Ülkemizin saygın hukuk bilginlerinden Prof. Dr. Kemal Gözler kaleme aldığı akademik makalesinde sistemin hangi noktalarda nasıl başarısız, performansının düşük olduğunu somut örneklerle madde madde ve istatiksel verilerle ortaya koydu:
“Cumhurbaşkanlığı hükûmet sistemi yürürlüğe girdiği 9 Temmuz 2018 tarihinden bu yana (26 Aralık 2019) toplam 55 adet Cumhurbaşkanlığı kararnamesi çıkarılmıştır. Bu 55 Cumhurbaşkanı kararnamesinden 31’i diğer Cumhurbaşkanı kararnamelerinde değişiklik yapılması hakkında Cumhurbaşkanı kararnameleridir. Yani Cumhurbaşkanlığı hükûmet sisteminde bir buçuk yılda gerçekte 24 adet Cumhurbaşkanlığı kararnamesi çıkarılmış, çıkarılan bu 24 kararnamede değişiklik yapmak için ise 31 adet Cumhurbaşkanlığı kararnamesi çıkarılmıştır! (...) Yani Cumhurbaşkanlığı hükûmet sistemi yapmaktan çok, kendi yaptığı şeyleri değiştirmek ve düzeltmekle zaman harcamıştır.”
***
Toplumda parlamenter sisteme dönülsün diyenlerin oranı her geçen gün daha da artıyor. Temmuz 2019’da PİAR araştırma parlamenter sisteme dönülsün diyenlerin oranını yüzde 62.5 olarak açıklamıştı.
İYİ Parti lideri Meral Akşener parlamenter sistem talebinde bulunanların oranının yüzde 65, başkanlık sistemini savunanların ise yüzde 35 olduğunu açıkladı. (2 Şubat 2020)

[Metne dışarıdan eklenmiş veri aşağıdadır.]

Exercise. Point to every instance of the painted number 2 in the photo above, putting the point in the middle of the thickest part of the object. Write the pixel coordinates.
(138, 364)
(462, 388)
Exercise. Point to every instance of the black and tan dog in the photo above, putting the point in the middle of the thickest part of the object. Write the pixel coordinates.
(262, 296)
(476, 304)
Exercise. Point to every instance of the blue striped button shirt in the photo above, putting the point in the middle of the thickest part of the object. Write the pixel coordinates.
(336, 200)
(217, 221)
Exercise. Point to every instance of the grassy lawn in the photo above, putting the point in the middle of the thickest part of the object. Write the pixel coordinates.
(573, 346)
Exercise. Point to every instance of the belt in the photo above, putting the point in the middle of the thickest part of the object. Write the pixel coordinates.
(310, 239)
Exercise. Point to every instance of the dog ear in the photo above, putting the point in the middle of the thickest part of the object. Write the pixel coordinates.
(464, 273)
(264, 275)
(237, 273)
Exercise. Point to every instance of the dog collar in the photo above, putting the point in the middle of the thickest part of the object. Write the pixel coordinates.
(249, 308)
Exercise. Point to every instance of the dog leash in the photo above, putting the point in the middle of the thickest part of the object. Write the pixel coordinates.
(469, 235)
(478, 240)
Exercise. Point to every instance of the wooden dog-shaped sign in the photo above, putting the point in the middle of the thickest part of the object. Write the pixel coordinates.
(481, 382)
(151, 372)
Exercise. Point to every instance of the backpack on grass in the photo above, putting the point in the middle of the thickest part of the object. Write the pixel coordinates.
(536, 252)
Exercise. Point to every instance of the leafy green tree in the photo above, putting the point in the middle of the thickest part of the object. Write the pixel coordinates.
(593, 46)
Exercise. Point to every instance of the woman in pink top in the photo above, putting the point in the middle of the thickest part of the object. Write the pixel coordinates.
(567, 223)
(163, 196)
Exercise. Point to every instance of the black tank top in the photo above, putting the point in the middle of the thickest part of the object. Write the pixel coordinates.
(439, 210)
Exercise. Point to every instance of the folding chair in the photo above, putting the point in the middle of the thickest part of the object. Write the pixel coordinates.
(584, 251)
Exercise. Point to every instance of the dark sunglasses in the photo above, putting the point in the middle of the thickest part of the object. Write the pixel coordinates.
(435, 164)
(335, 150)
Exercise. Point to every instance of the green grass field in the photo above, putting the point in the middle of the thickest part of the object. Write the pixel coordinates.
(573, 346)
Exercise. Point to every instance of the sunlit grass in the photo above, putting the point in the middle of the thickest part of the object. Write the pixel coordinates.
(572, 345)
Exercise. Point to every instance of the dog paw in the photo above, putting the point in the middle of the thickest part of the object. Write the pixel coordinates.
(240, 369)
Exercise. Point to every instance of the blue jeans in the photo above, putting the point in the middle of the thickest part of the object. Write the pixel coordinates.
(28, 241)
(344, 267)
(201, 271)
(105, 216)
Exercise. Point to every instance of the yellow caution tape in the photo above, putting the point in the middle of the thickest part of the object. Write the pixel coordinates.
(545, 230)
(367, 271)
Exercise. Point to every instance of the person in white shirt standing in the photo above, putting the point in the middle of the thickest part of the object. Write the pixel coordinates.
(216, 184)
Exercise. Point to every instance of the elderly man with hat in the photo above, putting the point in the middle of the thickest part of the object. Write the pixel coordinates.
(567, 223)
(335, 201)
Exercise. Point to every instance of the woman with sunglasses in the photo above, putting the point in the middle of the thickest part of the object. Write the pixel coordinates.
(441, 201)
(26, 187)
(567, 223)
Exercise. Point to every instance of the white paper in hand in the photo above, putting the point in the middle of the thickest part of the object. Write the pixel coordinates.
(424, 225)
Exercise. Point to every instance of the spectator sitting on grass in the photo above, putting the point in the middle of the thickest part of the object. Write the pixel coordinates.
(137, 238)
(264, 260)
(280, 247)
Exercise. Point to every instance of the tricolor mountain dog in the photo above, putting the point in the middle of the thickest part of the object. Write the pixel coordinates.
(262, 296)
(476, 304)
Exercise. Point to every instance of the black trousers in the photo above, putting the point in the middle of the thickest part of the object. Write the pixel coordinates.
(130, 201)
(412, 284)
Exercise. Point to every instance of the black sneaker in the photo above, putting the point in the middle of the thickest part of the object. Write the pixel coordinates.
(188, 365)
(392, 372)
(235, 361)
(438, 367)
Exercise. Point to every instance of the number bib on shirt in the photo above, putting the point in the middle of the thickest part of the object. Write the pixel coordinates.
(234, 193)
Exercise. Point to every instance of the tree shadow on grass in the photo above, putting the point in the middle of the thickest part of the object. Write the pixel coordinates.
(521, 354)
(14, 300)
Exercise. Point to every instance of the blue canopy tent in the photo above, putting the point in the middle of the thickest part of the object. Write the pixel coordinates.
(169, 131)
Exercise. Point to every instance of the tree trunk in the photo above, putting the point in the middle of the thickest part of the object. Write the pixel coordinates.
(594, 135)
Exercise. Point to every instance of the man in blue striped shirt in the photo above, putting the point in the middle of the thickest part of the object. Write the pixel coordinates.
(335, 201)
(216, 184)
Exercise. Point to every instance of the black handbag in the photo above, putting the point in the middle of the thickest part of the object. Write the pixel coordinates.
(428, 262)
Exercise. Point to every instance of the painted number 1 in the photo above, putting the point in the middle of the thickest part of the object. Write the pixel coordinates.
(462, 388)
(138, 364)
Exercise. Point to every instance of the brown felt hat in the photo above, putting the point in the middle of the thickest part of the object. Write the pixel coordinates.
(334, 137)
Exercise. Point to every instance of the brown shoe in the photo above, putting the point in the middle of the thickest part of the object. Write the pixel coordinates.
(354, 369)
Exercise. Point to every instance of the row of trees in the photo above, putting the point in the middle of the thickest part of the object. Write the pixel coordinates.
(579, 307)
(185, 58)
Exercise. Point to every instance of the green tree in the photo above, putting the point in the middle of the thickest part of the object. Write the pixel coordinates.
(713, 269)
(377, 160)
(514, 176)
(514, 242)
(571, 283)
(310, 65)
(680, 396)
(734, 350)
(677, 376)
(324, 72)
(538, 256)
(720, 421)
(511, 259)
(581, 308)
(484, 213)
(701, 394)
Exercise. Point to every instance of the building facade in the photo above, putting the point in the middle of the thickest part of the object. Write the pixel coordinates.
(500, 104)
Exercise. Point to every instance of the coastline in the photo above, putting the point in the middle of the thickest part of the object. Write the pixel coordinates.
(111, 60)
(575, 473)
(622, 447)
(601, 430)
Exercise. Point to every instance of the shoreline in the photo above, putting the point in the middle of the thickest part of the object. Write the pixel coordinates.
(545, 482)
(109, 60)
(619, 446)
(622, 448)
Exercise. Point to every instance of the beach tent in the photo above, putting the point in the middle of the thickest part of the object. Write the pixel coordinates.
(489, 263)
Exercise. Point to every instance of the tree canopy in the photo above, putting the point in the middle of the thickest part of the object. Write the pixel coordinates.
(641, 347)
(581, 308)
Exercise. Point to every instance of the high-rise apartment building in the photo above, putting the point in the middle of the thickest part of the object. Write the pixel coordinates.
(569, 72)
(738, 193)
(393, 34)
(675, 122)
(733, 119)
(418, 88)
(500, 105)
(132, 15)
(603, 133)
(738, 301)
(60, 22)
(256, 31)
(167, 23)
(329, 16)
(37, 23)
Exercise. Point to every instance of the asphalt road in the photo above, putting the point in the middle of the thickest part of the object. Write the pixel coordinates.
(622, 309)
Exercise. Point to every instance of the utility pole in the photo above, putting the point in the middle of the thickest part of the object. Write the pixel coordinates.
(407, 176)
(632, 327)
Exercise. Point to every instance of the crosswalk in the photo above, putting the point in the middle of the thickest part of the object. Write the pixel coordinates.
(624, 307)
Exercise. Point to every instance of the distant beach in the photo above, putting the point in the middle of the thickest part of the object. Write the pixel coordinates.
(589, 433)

İYİ Parti lideri Meral Akşener de parlamenter sisteme dönülmesi gerektiğini ifade ediyor… CHP Lideri Kemal Kılıçdaroğlu da… Saadet Partisi lideri Temel Karamollaoğlu da… Gelecek Partisi lideri Ahmet Davutoğlu da… Kuracağı yeni partiyi önümüzdeki haftalarda açıklayacak olan Ali Babacan da…
Türkiye’nin saygın hukukçuları, anayasa uzmanları AK Parti ve MHP’nin ortaklaşa hazırladıkları Cumhurbaşkanlığı Hükümet Sistemi modelinin ne olduğu ortaya çıktığında bu modelin var olan sorunları derinleştireceğini ve yeni daha ağır sorunlara yol açacağını ifade etmişlerdi.
11. Cumhurbaşkanı Abdullah Gül, Ahmet Taşgetiren ve Yıldıray Oğur’la birlikte yaptığımız mülakatta parlamenter sisteme dönüşün şart olduğunu söyledi:
“Şimdiye kadar Türk tipi bir parlamenter sistemle yönetildik. Vesayet sistemleri vardı, gölge kabineler vardı. Bunlar Türkiye’nin başına neler açtı. Bundan sonra da Türk tipi bir başkanlık sistemi olmasın dedim. Benim tercihim tam demokratik parlamenter sistemden yanadır. Bunu o zaman da konuştum tavrımı da ona göre koydum.”
Şu önemlidir. Ne Sayın Akşener ne Sayın Kılıçdaroğlu ne Davutoğlu ne Karamollaoğlu ne Babacan ne de Abdullah Gül… Kimse eski var olan parlamenter sisteme dönülmesini talep etmiyor.
Cumhurbaşkanlığı sistemine geçilmesi şunu da ortaya koydu. Aslında sistemlerin adlarının ne olduğunun bir önemi yok. Önemli olan sistemin nasıl olduğudur. Sistem kuvvetler ayrılığına, güçlü denetim ve denge mekanizmalarına sahip mi? Kurumlar ve kurallar nasıl? Talep edilen tam demokratik parlamenter sistem.
Sistem tartışmaları yapıldığında ülkenin saygın hukukçuları dahil edilseydi, sistem yeterince tartışılsaydı, bütün partilerin üzerinde uzlaştığı bir sistem modeli referanduma sunulmuş olsaydı…
Bugün bu tartışmalar yapılıyor olmazdı.